Preparation of Reinforcing Layer The above-mentioned base layer raw material and decorative layer raw material were laminated and fired to pulverize the waste material of the porous ceramic plate to obtain inorganic pulverized particles having a particle diameter of 0.5 to 1.5 mm.

Firing A porous ceramic plate was fired using the granulated product prepared as described above.

As the firing furnace, a tunnel kiln having a total length of 39 m, in which a heat-resistant mesh belt was installed for transportation, was used. Alumina was applied as a mold release material on a mesh belt with a width of 1 m, and inorganic crushed particles for reinforcing layer were uniformly charged to have a thickness of 4 mm, and granules for base layer with a thickness of 10 mm were applied on it. Then, the granules for a decorative layer were laminated thereon to a thickness of 7 mm. The obtained laminated body was conveyed to the pre-tropical zone, and then passed through the firing zone, the quenching zone, the slow cooling zone, and the cooling zone in that order, and then discharged from the furnace outlet.

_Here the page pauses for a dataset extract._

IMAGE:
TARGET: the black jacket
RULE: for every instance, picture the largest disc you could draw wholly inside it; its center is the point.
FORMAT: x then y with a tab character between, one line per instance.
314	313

The firing temperature was 900 ° C. The moving speed of the mesh belt was 25 cm / min, and the time required to enter and exit the furnace was about 160 minutes.

The bending strength (according to JIS A1408) of the obtained porous ceramic plate was measured to be 78 kg / cm.
^{Was 2} .

Example 2 Example 1 was repeated except that granules for a surface decorative layer were used (charge thickness: 7 mm) in place of the inorganic pulverized particles as the raw material for the reinforcing layer.
A porous ceramic plate was manufactured in the same manner as in. Instead of applying alumina, an alumina sheet was laid on the mesh belt.

The porous ceramic plate thus obtained had a beautiful appearance by being coated on both sides, and the bending strength was measured in the same manner as in Example 1 and found to be 81 kg / cm ² .

Comparative Example 1 A porous ceramic plate was manufactured in the same manner as in Example 1 except that the thickness of the base layer was increased by that amount instead of providing the reinforcing layer. The bending strength of the obtained porous ceramic plate was measured in the same manner as in Example 1 and was 62 kg / cm.
^{Was 2} .

[0028]

As described above, in the porous ceramic plate of the present invention, since the non-foamed reinforcing layer is provided on the surface of the base layer opposite to the surface decorative layer, the bending strength can be increased. it can. Further, when a non-foamed decorative layer is adopted as the reinforcing layer, a decorative effect is obtained in addition to the reinforcing effect, and it can be used as a double-sided type panel such as a partition panel.

[Brief description of drawings]

FIG. 1 is a cross-sectional explanatory view of an embodiment of a porous ceramic plate of the present invention.

FIG. 2 is a cross-sectional explanatory view of a conventional porous ceramic plate.

[Explanation of symbols]

 1 Base layer 2 Surface decorative layer 3 Reinforcing layer

Claims (2)

[Claims] 1. A base layer made of an inorganic expandable granule,
A porous ceramic plate comprising a surface decorative layer formed on the base layer, and a non-foaming reinforcing layer provided on the surface of the base layer opposite to the surface decorative layer. 2. The porous ceramic plate according to claim 1, wherein the reinforcing layer is made of crushed inorganic particles obtained by crushing a porous ceramic plate.